Lumbosacral facet syndrome can occur secondary to repetitive overuse and microtrauma, spinal strains and torsional forces, poor body mechanics, obesity, and intervertebral disk degeneration over the years. This notion is supported by the strong association between the incidence of facet arthropathy and increasing age.[5] The most frequent etiology of facet joint pain is facet joint degenerative osteoarthritis, which is closely tied to degeneration of the intervertebral discs.[4] As is the case in all synovial joints, osteoarthritis involves joint space narrowing, loss of synovial fluid and cartilage, and bony overgrowth. The inflammation generated by degeneration of facet joints and surrounding tissues is believed to cause localized pain. Risk factors for lumbar facet joint osteoarthritis include age, sex, facet orientation (sagitally oriented), spinal level (L4-L5), and associated background of intervertebral disc degeneration.

Intervertebral disc degeneration is often related to the amount of heavy work done before the age of 20. However, the association between degenerative changes in the lumbar facet joints and symptomatic low back pain remains unclear and is subject to continued debate.[6] Synovial facet joint cysts may occur in the setting of facet arthritis and may cause radiculopathy or symptomatic spinal stenosis from nerve root impingement.[7] This may lead to presentation with radicular symptoms rather than what is more often localized low back pain typical of facet joint syndrome.

 Spondylolisthesis

Degenerative spondylolisthesis occurs due to the displacement of one vertebra to another in the sagittal plane. This is related in most cases of facet joint osteoarthritis and failure of segmental movement. This occurs from subluxation of the facet joints, which causes progressive loss of cartilage and articular remodeling, leading to instability and capsular tension.[8]  Spondylolisthesis occurs most often at the L4-L5 level, often associated with osteoarthritis.[9] In younger patients (30-40 years old), spondylolisthesis can occur due to congenital abnormalities, isthmic spondylolisthesis, or acute or stress-related fractures. Compared to degenerative disease, L5-S1 is the most affected level and is more frequently associated with instability. 

Septic Facet Arthritis

Septic arthritis is a rare etiology of facet joint syndrome.[10] An isolated form should raise suspicion for an iatrogenic cause, tuberculosis, or in one reported case, Kingella kingae.

Inflammatory Conditions

Ankylosing spondylitis and rheumatoid arthritis are seronegative spondyloarthropathies that may also involve the lumbar facet joints, as the facet joints are synovial in nature.[4]

Epidemiology

Low back pain is the second most significant cause of absenteeism behind upper respiratory tract infections in the workplace. Approximately 25 million people miss one or more work days due to low back pain, and more than five million are disabled from it. Patients with chronic back pain account for 80% to 90% of all healthcare expenditures.[11] The high health care costs can be attributed to multiple factors, including imaging overuse, a lack of an accurate diagnosis, work stoppages, and unwarranted surgery. Low back pain is responsible for functional limitation and can cause difficulty performing typical daily life tasks, especially in the elderly. 

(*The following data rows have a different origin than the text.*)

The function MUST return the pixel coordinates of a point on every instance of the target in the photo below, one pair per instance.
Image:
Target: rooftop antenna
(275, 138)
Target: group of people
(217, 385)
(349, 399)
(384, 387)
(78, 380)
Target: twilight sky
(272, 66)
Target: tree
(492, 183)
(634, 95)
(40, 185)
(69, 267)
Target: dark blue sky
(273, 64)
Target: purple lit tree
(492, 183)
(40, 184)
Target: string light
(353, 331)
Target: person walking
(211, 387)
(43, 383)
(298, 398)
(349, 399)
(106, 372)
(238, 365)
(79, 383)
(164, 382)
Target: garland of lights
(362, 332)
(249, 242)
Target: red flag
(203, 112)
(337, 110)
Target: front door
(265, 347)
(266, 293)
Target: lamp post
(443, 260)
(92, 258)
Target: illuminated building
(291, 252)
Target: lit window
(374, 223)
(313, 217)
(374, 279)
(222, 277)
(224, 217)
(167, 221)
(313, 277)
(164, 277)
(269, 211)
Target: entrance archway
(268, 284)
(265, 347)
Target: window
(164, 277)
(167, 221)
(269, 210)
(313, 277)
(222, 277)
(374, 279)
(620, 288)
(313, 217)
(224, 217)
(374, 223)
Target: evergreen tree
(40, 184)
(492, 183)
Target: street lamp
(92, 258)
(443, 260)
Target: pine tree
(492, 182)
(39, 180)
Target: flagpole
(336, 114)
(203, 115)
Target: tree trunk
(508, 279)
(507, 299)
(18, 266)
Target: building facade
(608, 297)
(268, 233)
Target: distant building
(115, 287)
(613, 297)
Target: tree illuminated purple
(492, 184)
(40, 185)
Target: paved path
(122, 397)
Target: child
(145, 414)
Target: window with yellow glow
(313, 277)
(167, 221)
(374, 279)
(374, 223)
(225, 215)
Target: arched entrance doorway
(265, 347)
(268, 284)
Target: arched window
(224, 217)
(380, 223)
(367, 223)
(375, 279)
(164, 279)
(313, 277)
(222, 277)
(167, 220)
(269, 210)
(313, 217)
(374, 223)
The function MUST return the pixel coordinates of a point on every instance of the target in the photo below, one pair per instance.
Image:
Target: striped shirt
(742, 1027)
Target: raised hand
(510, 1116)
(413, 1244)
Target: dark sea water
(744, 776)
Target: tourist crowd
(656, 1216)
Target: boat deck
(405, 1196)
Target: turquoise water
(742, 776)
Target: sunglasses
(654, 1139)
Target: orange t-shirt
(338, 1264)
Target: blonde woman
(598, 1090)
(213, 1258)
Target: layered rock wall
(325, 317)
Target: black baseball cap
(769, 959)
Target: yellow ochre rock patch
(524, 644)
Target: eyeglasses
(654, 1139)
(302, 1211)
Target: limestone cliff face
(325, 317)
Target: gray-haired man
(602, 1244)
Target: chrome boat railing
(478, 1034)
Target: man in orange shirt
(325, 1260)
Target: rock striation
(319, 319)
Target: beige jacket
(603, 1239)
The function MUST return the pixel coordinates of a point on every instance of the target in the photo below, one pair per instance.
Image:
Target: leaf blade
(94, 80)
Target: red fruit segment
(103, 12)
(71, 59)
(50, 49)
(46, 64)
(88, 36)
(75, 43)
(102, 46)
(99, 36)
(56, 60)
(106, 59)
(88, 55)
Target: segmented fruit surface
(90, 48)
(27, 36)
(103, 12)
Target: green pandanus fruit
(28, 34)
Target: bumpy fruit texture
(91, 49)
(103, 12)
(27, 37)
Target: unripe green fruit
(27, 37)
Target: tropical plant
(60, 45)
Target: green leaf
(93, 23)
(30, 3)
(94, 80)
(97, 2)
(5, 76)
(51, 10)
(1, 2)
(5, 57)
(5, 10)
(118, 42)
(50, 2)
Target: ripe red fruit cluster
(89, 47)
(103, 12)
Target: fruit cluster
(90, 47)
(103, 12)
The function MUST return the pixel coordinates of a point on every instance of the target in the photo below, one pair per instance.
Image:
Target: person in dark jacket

The cited prevalence of lumbosacral facet arthropathy is highly variable in the literature and has been listed as ranging from 5% to greater than 90%. Many of the studies investigating the prevalence of facetogenic pain used a combination of history, physical exam, and radiologic imaging, which has been shown to be relatively unreliable in establishing a diagnosis. This likely accounts for the wide range seen in estimated prevalence. A trend that has been consistent throughout studies, however, is that the prevalence of lumbosacral facet syndrome tends to increase with age. A 2004 study by Manchikanti et al. found that of 397 patients screened, 198 (50%) obtained an initial positive response to medial branch block with lidocaine. Of those patients, 124 patients (31%) reported "definite pain relief" when they received treatment with a repeat medial branch block using bupivacaine.

Pathophysiology

The spine consists of seven cervical, 12 thoracic vertebrae, five lumbar, five sacral, and four coccygeal bones. Each spinal segment consists of an intervertebral disc with posterior paired synovial (facet) joints comprising a "three-joint complex," where each component influences the other two, and degenerative changes in one joint lead to biochemical changes in the whole complex. Facet joints constitute the posterolateral articulation which connects the posterior arch between vertebral levels. They are diarthrodial and paired joints and are the only synovial joints of the spine, with hyaline cartilage overlying subchondral bone, a synovial membrane, and a joint capsule. The joint space has a capacity of 1 to 2 mL.[12] 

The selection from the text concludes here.